Statistical analysis

Tests of Hardy-Weinberg equilibrium were performed among controls for all loci, with no significant departures. Each SNP was included separately in a logistic regression model, with genotype as a categorical variable, to estimate odds ratios (ORs) with 95% confidence intervals (CIs) for associations with HL risk, controlling for 5-year age group, sex, state of residence, and race/ethnicity (White, Black, Hispanic, Asian, or other/mixed/unknown).
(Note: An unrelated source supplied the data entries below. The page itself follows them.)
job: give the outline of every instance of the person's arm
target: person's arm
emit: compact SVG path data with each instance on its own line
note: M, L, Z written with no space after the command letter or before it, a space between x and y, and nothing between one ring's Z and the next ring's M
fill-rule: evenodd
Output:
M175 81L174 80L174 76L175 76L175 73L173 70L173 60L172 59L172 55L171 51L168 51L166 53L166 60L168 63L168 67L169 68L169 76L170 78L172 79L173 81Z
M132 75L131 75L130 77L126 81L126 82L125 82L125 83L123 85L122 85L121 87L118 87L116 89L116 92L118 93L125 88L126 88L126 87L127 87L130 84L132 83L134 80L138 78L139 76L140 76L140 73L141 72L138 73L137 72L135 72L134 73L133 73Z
If there were fewer than 10 cases and controls with the homozygous variant genotype, then the homozygous variant and heterozygous genotypes were combined. Tests for trend were performed with genotypes coded according to the number of variant alleles. Likelihood ratio tests were used to evaluate the statistical significance of gene-environment interactions. Heterogeneity by tumor EBV status or histology was examined by using case-case comparisons in logistic regression models controlling for 5-year age group and sex.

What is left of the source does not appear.